Art. 2 - Affermiamo che le Scritture sono la norma scritta suprema attraverso cui ogni coscienza è legata a Dio e che l’autorità della chiesa è subordinata a quella della Scrittura. Respingiamo l’opinione secondo cui le confessioni di fede della chiesa, i suoi concili o le sue dichiarazioni avrebbero un’autorità superiore o uguale all’autorità della Bibbia.

Art. 3 - Affermiamo che la Parola scritta è integralmente rivelazione che procede da Dio. Respingiamo l’opinione secondo cui la Bibbia non sarebbe che una testimonianza alla rivelazione o che diverrebbe rivelazione solo nell’avvenimento dell’incontro o che dipenderebbe, per essere efficace, dalla risposta degli uomini.

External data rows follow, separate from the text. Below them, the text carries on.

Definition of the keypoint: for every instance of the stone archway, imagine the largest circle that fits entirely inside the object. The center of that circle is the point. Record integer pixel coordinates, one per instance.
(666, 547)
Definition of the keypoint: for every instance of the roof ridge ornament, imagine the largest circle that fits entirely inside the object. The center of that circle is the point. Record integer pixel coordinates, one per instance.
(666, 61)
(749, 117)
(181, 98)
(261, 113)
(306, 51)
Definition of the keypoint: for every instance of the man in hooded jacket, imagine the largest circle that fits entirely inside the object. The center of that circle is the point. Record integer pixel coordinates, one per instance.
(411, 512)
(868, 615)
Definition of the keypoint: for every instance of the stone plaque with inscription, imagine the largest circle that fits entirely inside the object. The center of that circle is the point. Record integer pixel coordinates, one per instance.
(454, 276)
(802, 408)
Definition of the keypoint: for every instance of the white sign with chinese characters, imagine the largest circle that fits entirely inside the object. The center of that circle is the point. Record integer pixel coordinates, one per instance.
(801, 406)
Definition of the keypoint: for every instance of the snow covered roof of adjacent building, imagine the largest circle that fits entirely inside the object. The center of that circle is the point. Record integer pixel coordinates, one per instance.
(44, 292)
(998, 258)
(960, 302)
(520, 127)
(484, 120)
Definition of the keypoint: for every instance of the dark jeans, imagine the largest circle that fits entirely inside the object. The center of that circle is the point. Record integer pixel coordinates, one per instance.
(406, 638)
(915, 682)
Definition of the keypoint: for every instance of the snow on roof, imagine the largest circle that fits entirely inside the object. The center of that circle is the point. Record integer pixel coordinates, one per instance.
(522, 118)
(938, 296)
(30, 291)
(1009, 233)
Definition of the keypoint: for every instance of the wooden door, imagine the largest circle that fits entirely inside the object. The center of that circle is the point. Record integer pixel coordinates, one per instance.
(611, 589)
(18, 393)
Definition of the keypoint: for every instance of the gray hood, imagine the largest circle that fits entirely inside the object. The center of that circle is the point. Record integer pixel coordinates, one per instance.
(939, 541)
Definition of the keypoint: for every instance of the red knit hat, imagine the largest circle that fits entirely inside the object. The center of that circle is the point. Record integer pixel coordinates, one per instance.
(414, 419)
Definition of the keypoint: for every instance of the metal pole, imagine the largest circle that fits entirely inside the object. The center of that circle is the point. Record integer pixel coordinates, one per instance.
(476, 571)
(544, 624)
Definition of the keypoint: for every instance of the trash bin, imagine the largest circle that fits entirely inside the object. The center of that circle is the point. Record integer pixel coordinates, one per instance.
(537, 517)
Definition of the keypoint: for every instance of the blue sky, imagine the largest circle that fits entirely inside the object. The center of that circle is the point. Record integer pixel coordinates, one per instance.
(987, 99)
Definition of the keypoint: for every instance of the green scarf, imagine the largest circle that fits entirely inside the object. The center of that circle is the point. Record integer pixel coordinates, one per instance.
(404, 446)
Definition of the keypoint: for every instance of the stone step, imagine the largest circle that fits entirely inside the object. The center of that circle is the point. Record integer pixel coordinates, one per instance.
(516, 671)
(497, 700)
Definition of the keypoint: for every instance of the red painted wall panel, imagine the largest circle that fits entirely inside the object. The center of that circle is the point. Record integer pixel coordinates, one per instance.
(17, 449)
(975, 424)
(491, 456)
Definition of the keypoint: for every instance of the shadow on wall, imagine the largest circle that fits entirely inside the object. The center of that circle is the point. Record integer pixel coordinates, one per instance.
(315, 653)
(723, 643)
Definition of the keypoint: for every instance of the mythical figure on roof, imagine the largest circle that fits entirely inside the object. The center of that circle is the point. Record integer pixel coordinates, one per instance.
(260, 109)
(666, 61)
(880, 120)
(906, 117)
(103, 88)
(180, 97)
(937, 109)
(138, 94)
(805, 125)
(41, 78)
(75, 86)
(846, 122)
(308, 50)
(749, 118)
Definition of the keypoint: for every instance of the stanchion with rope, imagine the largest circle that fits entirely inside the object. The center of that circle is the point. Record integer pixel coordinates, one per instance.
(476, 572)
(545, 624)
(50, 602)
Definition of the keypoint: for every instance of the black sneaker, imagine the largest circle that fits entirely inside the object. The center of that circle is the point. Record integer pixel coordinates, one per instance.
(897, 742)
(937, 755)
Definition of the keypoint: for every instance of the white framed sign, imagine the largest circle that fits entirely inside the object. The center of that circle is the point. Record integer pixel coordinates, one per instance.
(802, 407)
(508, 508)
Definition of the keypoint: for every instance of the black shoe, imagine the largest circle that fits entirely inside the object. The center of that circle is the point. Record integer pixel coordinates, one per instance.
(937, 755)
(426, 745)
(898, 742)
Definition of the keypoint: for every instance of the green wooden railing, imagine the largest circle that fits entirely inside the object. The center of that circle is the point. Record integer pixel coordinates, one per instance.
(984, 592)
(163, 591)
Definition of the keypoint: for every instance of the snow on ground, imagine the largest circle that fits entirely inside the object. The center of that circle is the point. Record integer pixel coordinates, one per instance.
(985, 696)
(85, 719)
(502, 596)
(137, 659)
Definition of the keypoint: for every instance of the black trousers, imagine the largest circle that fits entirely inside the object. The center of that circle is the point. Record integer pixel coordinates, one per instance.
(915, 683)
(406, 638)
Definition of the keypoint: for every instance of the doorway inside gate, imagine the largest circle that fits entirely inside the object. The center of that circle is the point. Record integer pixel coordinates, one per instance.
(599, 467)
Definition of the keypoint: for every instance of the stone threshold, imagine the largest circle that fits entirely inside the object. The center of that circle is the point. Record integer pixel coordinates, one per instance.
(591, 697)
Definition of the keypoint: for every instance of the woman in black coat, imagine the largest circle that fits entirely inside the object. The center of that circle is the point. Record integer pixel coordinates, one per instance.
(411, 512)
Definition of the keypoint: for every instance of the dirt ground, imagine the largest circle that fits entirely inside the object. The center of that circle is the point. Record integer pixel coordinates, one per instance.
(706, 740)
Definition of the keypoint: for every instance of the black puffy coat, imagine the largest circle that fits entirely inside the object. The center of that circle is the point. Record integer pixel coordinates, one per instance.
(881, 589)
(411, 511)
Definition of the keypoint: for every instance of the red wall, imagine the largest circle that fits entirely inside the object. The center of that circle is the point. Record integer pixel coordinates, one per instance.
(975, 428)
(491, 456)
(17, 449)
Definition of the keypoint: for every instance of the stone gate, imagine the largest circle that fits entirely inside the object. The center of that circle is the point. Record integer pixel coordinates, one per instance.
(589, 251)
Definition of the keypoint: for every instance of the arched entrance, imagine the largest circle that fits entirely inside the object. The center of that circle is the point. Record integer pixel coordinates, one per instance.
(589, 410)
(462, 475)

Art. 4 - Affermiamo che Dio, che ha fatto l’umanità a sua immagine, ha impiegato il linguaggio come un modo per rivelarsi. Respingiamo l’opinione secondo cui il linguaggio umano sarebbe talmente caratterizzato dalla nostra finitudine creazionale da diventare inadeguato per trasmettere la rivelazione divina. Respingiamo pure l’opinione secondo cui la corruzione del linguaggio e della cultura ad opera del peccato avrebbe reso vana l’opera divina dell’ispirazione.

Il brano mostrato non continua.